These chocolate-dipped sugar cookies are yummy, crumbly, they melt in your mouth and extremely easy to make. This is for sure my go-to recipe for cut-out sugar cookies. Not only they are delicious, but they are the best option when you want to bake with the kids at home, or when you want to prepare a sweet treat in no time. Also, when heart-shaped, these make great Valentine’s cookies for your special someone!
These sugar cookies are usually covered with royal icing. But this time I wanted to give them a less sweet touch, and I decided to finish them with a chocolate dipping. You can use dark or milk chocolate, but I loved how the white and ruby combination turned out.
I enjoy making these (with a heart cookie cutter) for Valentine’s Day and place them in little boxes to offer as a gifts. But the same recipe can be used for any celebration.
Why are these cookies the perfect gift?
Not only do they have an amazing flavor and texture. These cookies can also stay fresh for a long time. This can be very useful when giving them away since they can be baked and decorated in advance.
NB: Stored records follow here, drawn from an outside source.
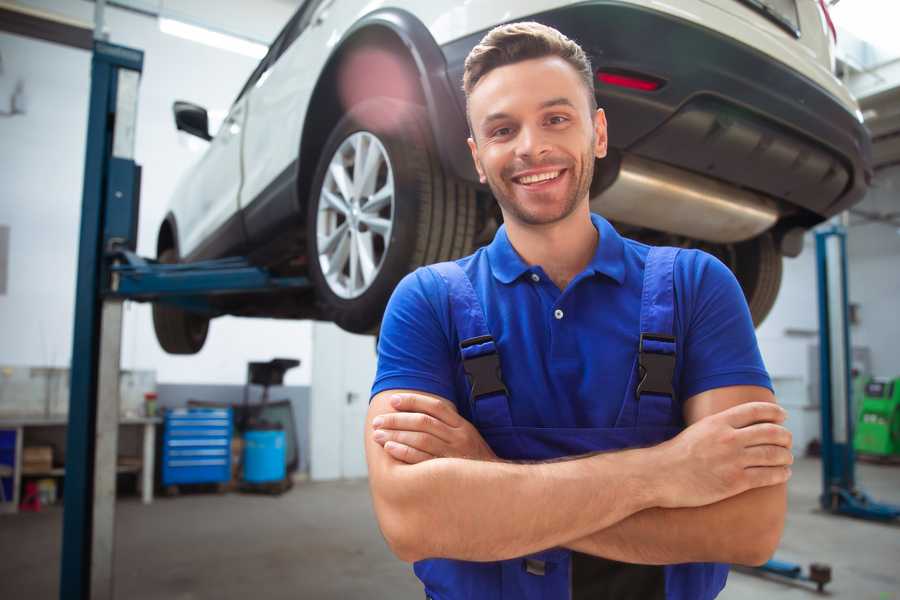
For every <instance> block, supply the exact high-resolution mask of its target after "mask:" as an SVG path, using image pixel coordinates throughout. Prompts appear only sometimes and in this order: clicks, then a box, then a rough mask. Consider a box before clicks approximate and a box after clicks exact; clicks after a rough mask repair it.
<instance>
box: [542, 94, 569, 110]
mask: <svg viewBox="0 0 900 600" xmlns="http://www.w3.org/2000/svg"><path fill="white" fill-rule="evenodd" d="M551 106H568V107H571V108H575V104H573V103H572V101H571V100H569V99H568V98H566V97H565V96H560V97H559V98H552V99H550V100H546V101H544V102H541V105H540V108H550V107H551Z"/></svg>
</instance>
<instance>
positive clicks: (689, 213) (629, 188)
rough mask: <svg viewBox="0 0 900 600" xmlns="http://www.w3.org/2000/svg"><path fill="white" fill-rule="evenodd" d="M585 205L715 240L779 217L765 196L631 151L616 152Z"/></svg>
mask: <svg viewBox="0 0 900 600" xmlns="http://www.w3.org/2000/svg"><path fill="white" fill-rule="evenodd" d="M604 162H605V161H604ZM601 164H602V163H601ZM595 179H597V180H599V179H600V178H599V177H595ZM591 210H593V211H594V212H598V213H600V214H601V215H603V216H604V217H606V218H607V219H610V220H613V221H620V222H622V223H627V224H629V225H636V226H639V227H648V228H650V229H655V230H657V231H662V232H666V233H673V234H677V235H683V236H686V237H689V238H693V239H697V240H704V241H707V242H715V243H732V242H742V241H744V240H748V239H750V238H754V237H756V236H757V235H759V234H761V233H763V232H764V231H766V230H768V229H769V228H771V227H772V226H773V225H774V224H775V222H776V221H777V220H778V216H779V212H778V206H777V204H776V203H775V201H774V200H772V199H771V198H768V197H766V196H763V195H761V194H757V193H754V192H750V191H747V190H744V189H740V188H737V187H734V186H732V185H728V184H726V183H722V182H719V181H717V180H714V179H710V178H707V177H703V176H702V175H697V174H694V173H691V172H689V171H685V170H683V169H679V168H677V167H671V166H669V165H665V164H663V163H660V162H656V161H652V160H648V159H646V158H640V157H637V156H634V155H631V154H624V155H622V159H621V164H620V166H619V169H618V174H617V175H616V176H615V179H614V180H613V182H612V183H611V184H610V185H609V186H608V187H606V188H605V189H602V190H601V191H600V192H599V193H596V194H595V193H593V190H592V194H591Z"/></svg>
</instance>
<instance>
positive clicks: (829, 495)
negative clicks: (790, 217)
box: [816, 225, 900, 521]
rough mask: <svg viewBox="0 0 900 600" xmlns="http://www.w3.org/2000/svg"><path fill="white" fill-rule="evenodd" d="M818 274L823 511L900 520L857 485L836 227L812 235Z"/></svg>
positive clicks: (853, 515) (837, 242)
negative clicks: (823, 509) (815, 247)
mask: <svg viewBox="0 0 900 600" xmlns="http://www.w3.org/2000/svg"><path fill="white" fill-rule="evenodd" d="M816 263H817V267H818V273H819V278H818V279H819V390H820V394H821V413H822V495H821V496H820V497H819V502H820V504H821V505H822V508H823V509H825V510H827V511H829V512H831V513H834V514H840V515H848V516H851V517H857V518H861V519H869V520H874V521H892V520H894V519H897V518H898V517H900V506H894V505H891V504H883V503H880V502H875V501H874V500H872V499H871V498H870V497H869V496H868V495H867V494H866V493H865V492H863V491H862V490H860V489H859V488H857V487H856V473H855V466H856V454H855V452H854V450H853V425H854V423H855V418H856V415H855V414H853V402H852V400H853V397H852V378H851V374H850V373H851V365H850V361H851V356H852V355H851V354H850V323H849V321H850V320H849V317H848V296H847V232H846V230H845V229H844V227H842V226H840V225H833V226H831V227H829V228H828V229H823V230H821V231H818V232H816Z"/></svg>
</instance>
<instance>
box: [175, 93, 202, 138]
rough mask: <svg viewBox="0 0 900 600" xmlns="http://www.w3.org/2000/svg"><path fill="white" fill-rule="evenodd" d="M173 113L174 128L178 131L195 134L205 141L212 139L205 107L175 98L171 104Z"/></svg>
mask: <svg viewBox="0 0 900 600" xmlns="http://www.w3.org/2000/svg"><path fill="white" fill-rule="evenodd" d="M172 112H173V113H175V128H176V129H178V130H179V131H184V132H187V133H189V134H191V135H196V136H197V137H198V138H200V139H204V140H206V141H207V142H208V141H209V140H211V139H212V136H211V135H209V115H208V114H207V113H206V109H205V108H203V107H202V106H197V105H196V104H191V103H190V102H184V101H182V100H176V101H175V103H174V104H173V105H172Z"/></svg>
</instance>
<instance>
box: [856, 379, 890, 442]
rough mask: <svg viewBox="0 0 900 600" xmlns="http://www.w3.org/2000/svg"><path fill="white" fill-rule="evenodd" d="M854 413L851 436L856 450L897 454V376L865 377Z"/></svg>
mask: <svg viewBox="0 0 900 600" xmlns="http://www.w3.org/2000/svg"><path fill="white" fill-rule="evenodd" d="M858 414H859V419H858V422H857V424H856V434H855V435H854V436H853V446H854V448H855V449H856V451H857V452H861V453H865V454H872V455H877V456H898V457H900V377H898V378H896V379H893V380H889V379H871V380H869V382H868V383H866V385H865V388H864V393H863V395H862V399H861V402H860V405H859V413H858Z"/></svg>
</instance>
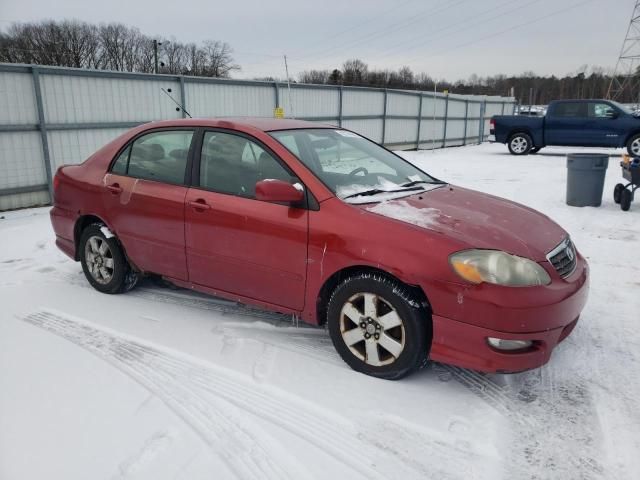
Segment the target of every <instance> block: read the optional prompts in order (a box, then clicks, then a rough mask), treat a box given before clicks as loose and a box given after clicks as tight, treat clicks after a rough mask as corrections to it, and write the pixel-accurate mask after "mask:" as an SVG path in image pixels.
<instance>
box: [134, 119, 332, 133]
mask: <svg viewBox="0 0 640 480" xmlns="http://www.w3.org/2000/svg"><path fill="white" fill-rule="evenodd" d="M145 126H146V127H148V128H150V127H218V128H229V129H233V130H246V129H247V128H254V129H257V130H260V131H263V132H273V131H276V130H293V129H302V128H338V127H337V126H336V125H329V124H326V123H317V122H309V121H306V120H295V119H292V118H269V117H218V118H184V119H177V120H162V121H159V122H151V123H147V124H145Z"/></svg>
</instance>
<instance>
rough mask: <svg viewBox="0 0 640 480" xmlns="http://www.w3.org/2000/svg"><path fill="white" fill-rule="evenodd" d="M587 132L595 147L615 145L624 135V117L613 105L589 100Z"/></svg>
mask: <svg viewBox="0 0 640 480" xmlns="http://www.w3.org/2000/svg"><path fill="white" fill-rule="evenodd" d="M588 115H589V122H588V124H587V127H586V128H587V132H588V134H589V138H590V139H591V141H592V143H590V144H589V145H593V146H596V147H617V146H618V145H620V144H621V143H622V141H623V139H624V137H625V131H626V128H625V123H626V122H625V118H624V116H623V115H622V114H621V112H620V111H618V109H617V108H615V107H613V105H611V104H609V103H606V102H589V112H588Z"/></svg>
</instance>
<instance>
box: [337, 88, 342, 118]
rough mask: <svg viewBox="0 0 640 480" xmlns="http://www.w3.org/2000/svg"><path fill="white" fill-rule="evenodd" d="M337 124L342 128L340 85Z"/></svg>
mask: <svg viewBox="0 0 640 480" xmlns="http://www.w3.org/2000/svg"><path fill="white" fill-rule="evenodd" d="M338 126H339V127H340V128H342V85H340V86H339V87H338Z"/></svg>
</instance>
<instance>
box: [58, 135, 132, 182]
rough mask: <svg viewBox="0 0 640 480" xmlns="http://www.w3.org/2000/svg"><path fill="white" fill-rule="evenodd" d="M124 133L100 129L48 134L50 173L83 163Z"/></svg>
mask: <svg viewBox="0 0 640 480" xmlns="http://www.w3.org/2000/svg"><path fill="white" fill-rule="evenodd" d="M126 131H127V129H126V128H105V129H102V128H101V129H91V130H61V131H55V132H48V134H47V135H48V139H49V149H50V151H51V164H52V165H51V169H52V171H53V172H54V173H55V171H56V169H57V168H58V167H59V166H61V165H68V164H77V163H82V162H84V161H85V160H86V159H87V158H88V157H89V156H90V155H91V154H92V153H93V152H95V151H96V150H98V149H99V148H101V147H103V146H104V145H106V144H107V143H109V142H110V141H111V140H113V139H114V138H116V137H117V136H118V135H121V134H123V133H124V132H126Z"/></svg>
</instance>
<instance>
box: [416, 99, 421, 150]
mask: <svg viewBox="0 0 640 480" xmlns="http://www.w3.org/2000/svg"><path fill="white" fill-rule="evenodd" d="M419 95H420V106H419V107H418V133H416V150H420V129H421V128H422V92H420V94H419Z"/></svg>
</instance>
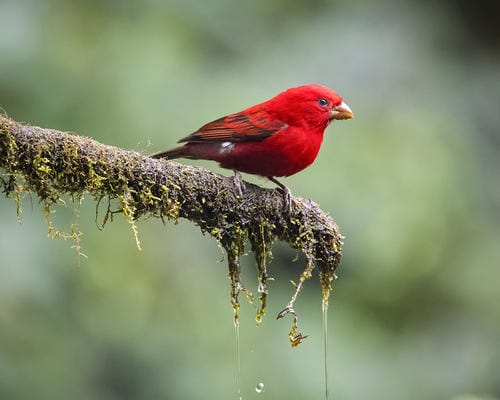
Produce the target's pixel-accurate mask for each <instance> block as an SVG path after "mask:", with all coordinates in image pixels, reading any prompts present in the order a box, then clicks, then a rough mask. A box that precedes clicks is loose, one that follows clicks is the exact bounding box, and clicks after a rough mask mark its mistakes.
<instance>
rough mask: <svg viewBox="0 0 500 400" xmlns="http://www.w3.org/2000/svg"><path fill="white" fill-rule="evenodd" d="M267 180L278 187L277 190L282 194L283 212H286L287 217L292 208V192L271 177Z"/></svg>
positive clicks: (281, 184)
mask: <svg viewBox="0 0 500 400" xmlns="http://www.w3.org/2000/svg"><path fill="white" fill-rule="evenodd" d="M268 178H269V180H270V181H271V182H273V183H275V184H276V185H278V190H280V191H281V192H282V193H283V200H284V202H285V210H286V211H287V213H288V215H292V208H293V197H292V191H291V190H290V189H289V188H288V187H286V186H285V185H283V184H282V183H281V182H280V181H278V180H277V179H276V178H273V177H272V176H270V177H268Z"/></svg>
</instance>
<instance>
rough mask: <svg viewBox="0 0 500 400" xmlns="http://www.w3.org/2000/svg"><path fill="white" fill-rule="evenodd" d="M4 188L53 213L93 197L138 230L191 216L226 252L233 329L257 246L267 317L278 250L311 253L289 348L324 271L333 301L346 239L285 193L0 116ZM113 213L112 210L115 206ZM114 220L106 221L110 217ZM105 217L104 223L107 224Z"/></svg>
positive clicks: (298, 332) (2, 169)
mask: <svg viewBox="0 0 500 400" xmlns="http://www.w3.org/2000/svg"><path fill="white" fill-rule="evenodd" d="M0 185H1V186H2V187H3V191H4V193H5V194H6V195H7V196H8V197H16V198H17V199H19V193H21V192H31V193H35V194H36V195H37V196H38V197H39V199H40V201H41V202H42V203H44V205H45V206H46V207H50V206H51V205H53V204H55V203H57V202H58V201H60V199H61V197H62V196H64V195H68V194H69V195H71V196H74V197H76V198H78V197H80V196H82V195H83V194H84V193H89V194H90V195H91V196H93V197H94V198H95V199H96V200H97V201H99V202H100V201H102V200H103V199H104V200H107V201H111V200H114V201H117V202H118V203H119V207H118V209H119V211H120V212H121V213H123V215H124V216H125V217H126V218H127V219H128V220H129V221H130V222H131V223H132V226H133V229H134V232H136V231H135V229H136V228H135V225H134V221H136V220H137V219H138V218H143V217H150V216H153V217H158V218H162V219H171V220H174V221H175V220H177V219H178V218H186V219H188V220H190V221H192V222H193V223H195V224H197V225H198V226H199V227H200V228H201V230H202V231H203V232H208V233H209V234H210V235H212V236H214V237H215V238H216V239H217V240H218V241H219V242H220V244H221V245H222V247H223V248H224V249H225V250H226V251H227V253H228V263H229V269H230V273H229V277H230V279H231V302H232V305H233V309H234V312H235V322H237V315H238V309H239V303H238V295H239V293H240V292H244V293H245V294H247V297H248V298H250V299H252V295H251V293H250V292H249V291H247V290H246V289H245V288H244V287H243V285H242V284H241V282H240V264H239V258H240V256H241V255H242V254H243V253H244V247H245V243H246V242H247V241H248V242H250V245H251V248H252V251H253V253H254V255H255V259H256V263H257V268H258V280H259V284H258V293H259V297H260V302H261V306H260V308H259V310H258V311H257V322H260V320H261V318H262V317H263V315H264V313H265V304H266V295H267V292H268V288H267V276H268V274H267V262H268V260H269V258H270V256H271V249H272V246H273V243H274V242H275V241H277V240H280V241H285V242H287V243H288V244H289V245H290V246H292V247H293V248H295V249H298V250H300V251H301V252H302V253H304V254H305V256H306V259H307V266H306V269H305V270H304V272H303V273H302V275H301V277H300V279H299V281H298V283H297V284H296V291H295V293H294V294H293V296H292V299H291V301H290V303H289V304H288V306H287V307H286V308H285V309H284V310H283V311H282V312H281V313H280V314H279V317H282V316H284V315H286V314H287V313H292V315H294V325H295V330H293V329H292V332H290V340H291V341H292V344H293V343H295V344H298V343H300V341H301V339H302V335H301V334H300V332H298V330H296V314H295V311H294V309H293V302H294V301H295V298H296V296H297V294H298V293H299V291H300V290H301V288H302V285H303V283H304V281H305V280H306V279H308V278H309V277H310V276H311V272H312V270H313V268H314V267H315V266H317V267H318V270H319V275H320V281H321V285H322V289H323V293H322V295H323V302H324V303H325V304H326V302H327V301H328V296H329V294H330V290H331V283H332V280H333V279H334V278H335V274H334V272H335V270H336V268H337V267H338V265H339V262H340V257H341V245H342V237H341V235H340V234H339V231H338V227H337V225H336V224H335V222H334V221H333V220H332V219H331V218H330V217H329V216H328V215H327V214H326V213H325V212H323V211H322V210H321V209H320V208H319V207H318V206H317V205H316V204H315V203H313V202H312V201H309V200H304V199H300V198H294V199H293V206H292V211H291V214H290V213H289V210H288V209H287V207H285V204H284V198H283V195H282V194H281V192H279V191H278V190H274V189H264V188H261V187H258V186H256V185H253V184H250V183H246V190H245V191H244V193H243V195H242V196H240V195H239V193H238V191H237V190H236V188H235V186H234V184H233V179H231V178H227V177H223V176H221V175H218V174H216V173H213V172H211V171H208V170H206V169H204V168H200V167H193V166H189V165H183V164H179V163H177V162H174V161H166V160H155V159H152V158H149V157H147V156H145V155H143V154H140V153H138V152H135V151H127V150H122V149H119V148H117V147H113V146H107V145H104V144H101V143H99V142H97V141H95V140H92V139H89V138H87V137H83V136H77V135H74V134H70V133H67V132H61V131H57V130H53V129H43V128H39V127H34V126H29V125H24V124H21V123H18V122H15V121H13V120H11V119H10V118H8V117H6V116H1V115H0ZM108 212H109V208H108ZM106 217H107V215H106ZM106 217H105V219H107V218H106Z"/></svg>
Once the chocolate topping is completely dry, store them in boxes, bags, or airtight containers.
How to decorate these cookies?
These cookies can be enjoyed on their own with a cup of coffee or tea. However, both royal icing and chocolate dipping go perfectly with them.
If you choose to use chocolate to cover them you can choose from the following options:
1) Real chocolate: we normally have to temper it to make it shiny and firm (like bonbons). If you prefer to skip the tempering, the cookies will need to go in the fridge until the chocolate sets. This is not the best option for hot climates as the chocolate can melt once they go back to room temperature. You can use white chocolate, ruby chocolate, milk chocolate, or semisweet chocolate.
2) Chocolate coating/ candy melts: it is the ingredient that looks like chocolate but in theory, it is not. It doesn’t have to be tempered to get a firm and shiny look. The downside is that the flavor is not the same as the real chocolate. In my opinion, a good quality coating works perfectly for this recipe.
1) These cookies can be easily made a week in advance. Just keep in mind to store them in bags or an airtight container once they have completely dried.
2) If you feel like making citrus flavored cookies instead of vanilla, go ahead and swap the vanilla extract for lemon or orange zest (or the citrus of your choice). One to two tablespoons of zest will do the job.
3) I used candy melts to cover the cookies to avoid having to temper the chocolate and they turned out great. You can also use chocolate, in which case it is preferable to temper it.
Sugar Cookies with Ruby and White Chocolate Coating
- 220 g Unsalted Butter
- 200 g Granulated Sugar
- 1 tsp vanilla extract
- 2 Eggs
- 360 g All purpose flour
- 2 tsp Baking powder
- 150 g White chocolate
- 150 g Ruby chocolate
- In a bowl, beat the soft butter with the sugar and vanilla until light and fluffy.
- Add the eggs one by one, mixing well after each addition.
- Sift the flour together with the baking powder and add to the mixture. Continue mixing until fully combined. Form a dough with your hands.
- Wrap the dough in plastic wrap and let cool for 1 hour, until firm.
- Remove the plastic wrap and knead lightly. Sprinkle the counter and dough with some flour and roll out the dough to ¼ inch thickness. Cut out the dough with a heart cookie cutter.
- Place the cookies apart from each other on a tray lined with parchment paper.
- Bake in a preheated oven at 180° C or 350°F for 10-12 minutes, until the bases are just golden brown, but on the top they should look light. Let cool completely.
- Melt the chocolate in the microwave for 30 seconds at a time, stirring after each time. Once fully melted, cover one half of the cookie with the white chocolate and let dry on parchment paper. When chocolate is set, dip the other half in ruby chocolate. You can also dip the whole tops of the cookies with either white or ruby chocolate. Add sprinkles while chocolate is still wet.